One use case for this is "points-to trading." The idea there is that one sets up an invariant that allows one to trade two different kinds of points-tos for each other.
As a concrete example, imagine we have pointsto_A k q v describing ownership of a heap A (storing v : valueA), and pointsto_B k q v' describing ownership of some heap B (storing v' : valueB). Now, both heaps are "linked" in such a way as that one can only ever have either kind of points-to (for example, one heap is the "low-level encoding" of the other, and so both describe different views of the same data, and thus it makes a lot of sense to link them such that the user only ever has one view available).
For example, such a trading invariant might look like this:
pointsto_A k q v ∨ pointsto_B k q v' --- i.e. the invariant stores exactly one of the points-tos, and when given the other can "exchange" it. With this, one can provide rules for exchanging pointsto_A for pointsto_B.
This invariant is easy to generalize to also allow trading fractional points-tos:
∃ (qA qB : Qp), ⌜qA+qB=1⌝ ∗ pointsto_A k qA v ∗ pointsto_B k qB v' (pretending that either q can be 0 to describe the original "only one side" case from above)
However, generalizing to discarded points-tos is not straightforward: For implementing this, the mechanism would receive a discarded points-to of side A, and need to produce a discarded points-to of side B. To create this points-to of side B, it needs to know "how much" to discard of the fractional amount of pointsto_B it is currently storing.

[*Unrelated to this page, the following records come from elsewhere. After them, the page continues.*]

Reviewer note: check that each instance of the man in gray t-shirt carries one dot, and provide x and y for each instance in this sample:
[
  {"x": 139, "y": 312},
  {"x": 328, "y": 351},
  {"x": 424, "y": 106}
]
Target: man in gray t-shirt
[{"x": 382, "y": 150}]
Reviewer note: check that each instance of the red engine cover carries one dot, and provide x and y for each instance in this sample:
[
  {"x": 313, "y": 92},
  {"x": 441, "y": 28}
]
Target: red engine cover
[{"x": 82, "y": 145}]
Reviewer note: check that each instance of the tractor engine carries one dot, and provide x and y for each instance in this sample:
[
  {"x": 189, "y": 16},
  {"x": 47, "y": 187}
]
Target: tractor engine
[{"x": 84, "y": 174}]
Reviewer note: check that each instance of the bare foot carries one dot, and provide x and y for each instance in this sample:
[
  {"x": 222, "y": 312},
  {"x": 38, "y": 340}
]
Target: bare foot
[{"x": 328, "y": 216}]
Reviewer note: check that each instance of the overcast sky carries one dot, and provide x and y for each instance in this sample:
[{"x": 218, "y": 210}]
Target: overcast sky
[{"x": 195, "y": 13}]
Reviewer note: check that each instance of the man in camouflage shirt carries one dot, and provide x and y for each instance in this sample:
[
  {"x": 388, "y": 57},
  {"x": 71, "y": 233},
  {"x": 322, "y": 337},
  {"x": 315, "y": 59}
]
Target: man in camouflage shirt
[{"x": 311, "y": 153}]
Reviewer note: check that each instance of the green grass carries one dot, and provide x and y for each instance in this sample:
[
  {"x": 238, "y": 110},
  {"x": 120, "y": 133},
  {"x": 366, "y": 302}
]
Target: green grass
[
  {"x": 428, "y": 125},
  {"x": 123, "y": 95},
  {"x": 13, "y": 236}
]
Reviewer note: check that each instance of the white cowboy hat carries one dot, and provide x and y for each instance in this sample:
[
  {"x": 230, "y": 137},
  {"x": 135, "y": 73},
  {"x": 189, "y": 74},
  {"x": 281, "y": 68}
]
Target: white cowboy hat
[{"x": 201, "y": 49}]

With this merge request, adding support for trading discarded points-tos becomes easy:
- First, "undiscard" the points-to to make it fractional
- Then, trade the fractional points-tos using the already existing support for trading fractional points-tos
- Finally, discard the newly produced points-to from the other side to produce a new discarded points-to
This approach is nice because it gives you "discarded points-to trading" for free--you do not need to change the invariant maintained by the switching logic.